Score: 1

Efficient Defective Clique Enumeration and Search with Worst-Case Optimal Search Space

Published: December 11, 2025 | arXiv ID: 2512.10354v1

By: Jihoon Jang , Yehyun Nam , Kunsoo Park and more

Potential Business Impact:

Find groups in networks faster.

Business Areas:

A/B Testing Data and Analytics

A $k$-defective clique is a relaxation of the traditional clique definition, allowing up to $k$ missing edges. This relaxation is crucial in various real-world applications such as link prediction, community detection, and social network analysis. Although the problems of enumerating maximal $k$-defective cliques and searching a maximum $k$-defective clique have been extensively studied, existing algorithms suffer from limitations such as the combinatorial explosion of small partial solutions and sub-optimal search spaces. To address these limitations, we propose a novel clique-first branch-and-bound framework that first generates cliques and then adds missing edges. Furthermore, we introduce a new pivoting technique that achieves a search space size of $\mathcal{O}(3^{\frac{n}{3}} \cdot n^k)$, where $n$ is the number of vertices in the input graph.

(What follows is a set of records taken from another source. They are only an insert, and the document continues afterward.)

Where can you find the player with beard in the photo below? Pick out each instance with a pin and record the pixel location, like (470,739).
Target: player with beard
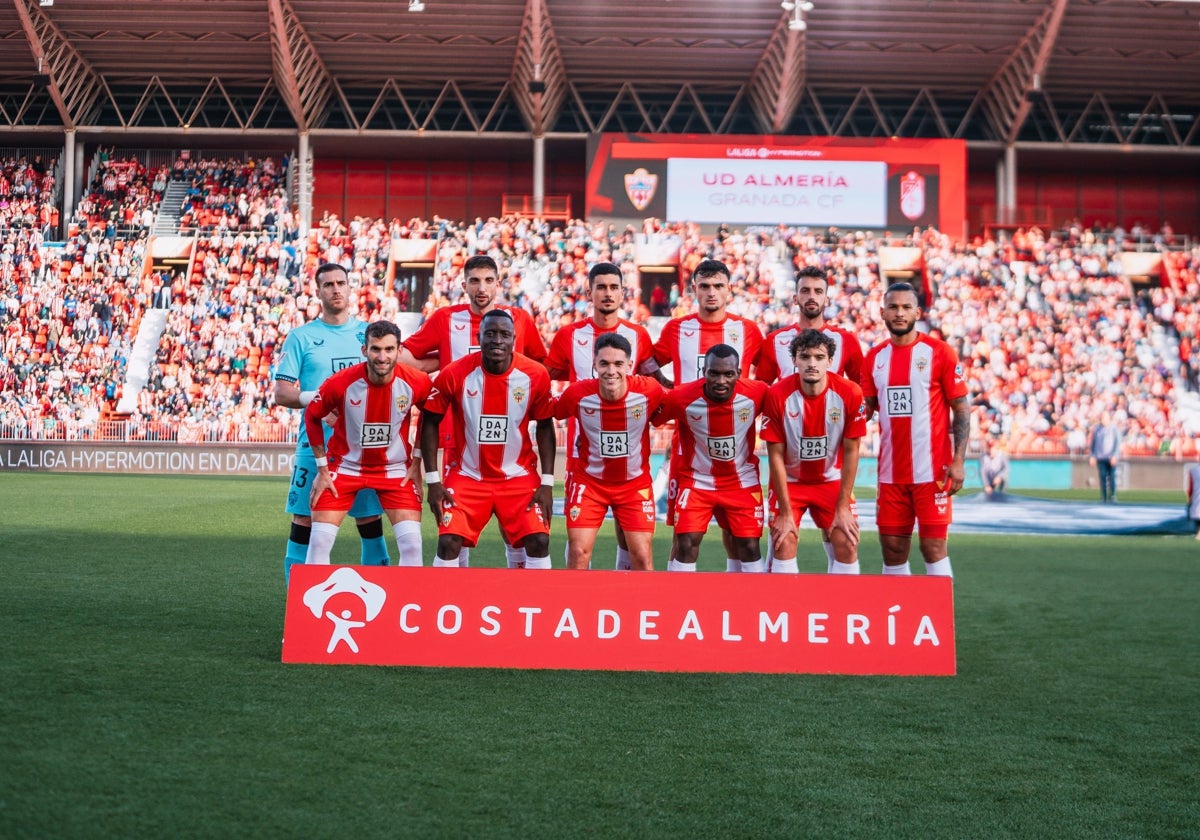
(311,354)
(491,397)
(451,333)
(814,420)
(573,354)
(684,343)
(369,449)
(916,382)
(777,361)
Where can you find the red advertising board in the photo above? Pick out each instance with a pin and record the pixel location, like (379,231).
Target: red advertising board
(615,621)
(808,181)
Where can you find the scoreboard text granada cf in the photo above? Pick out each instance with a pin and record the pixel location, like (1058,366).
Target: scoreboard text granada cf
(618,621)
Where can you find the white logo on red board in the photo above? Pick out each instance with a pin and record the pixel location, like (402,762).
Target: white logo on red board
(345,581)
(912,195)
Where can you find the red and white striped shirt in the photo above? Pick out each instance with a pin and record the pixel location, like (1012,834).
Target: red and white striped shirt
(371,433)
(915,385)
(615,437)
(453,333)
(684,342)
(717,439)
(775,360)
(813,429)
(574,347)
(574,351)
(491,415)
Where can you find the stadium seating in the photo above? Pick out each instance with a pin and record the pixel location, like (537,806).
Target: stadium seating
(1049,330)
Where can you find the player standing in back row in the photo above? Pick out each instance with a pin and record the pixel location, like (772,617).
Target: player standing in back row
(684,343)
(451,333)
(775,361)
(916,382)
(492,397)
(573,358)
(311,354)
(370,447)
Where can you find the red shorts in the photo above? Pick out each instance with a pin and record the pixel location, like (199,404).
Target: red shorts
(474,502)
(588,499)
(742,510)
(394,493)
(901,504)
(820,499)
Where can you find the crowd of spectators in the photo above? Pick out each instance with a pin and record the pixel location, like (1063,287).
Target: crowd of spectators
(27,187)
(123,198)
(1050,333)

We prove that the worst-case number of maximal $k$-defective cliques is $Ω(3^{\frac{n}{3}} \cdot n^k)$ when $k$ is a constant, establishing that our algorithm's search space is worst-case optimal. Leveraging the diameter-two property of defective cliques, we further reduce the search space size to $\mathcal{O}(n \cdot 3^{\fracδ{3}} \cdot (δΔ)^k)$, where $δ$ is the degeneracy and $Δ$ is the maximum degree of the input graph. We also propose an efficient framework for maximum $k$-defective clique search based on our branch-and-bound, together with practical techniques to reduce the search space. Experiments on real-world benchmark datasets with more than 1 million edges demonstrate that each of our proposed algorithms for maximal $k$-defective clique enumeration and maximum $k$-defective clique search outperforms the respective state-of-the-art algorithms by up to four orders of magnitude in terms of processing time.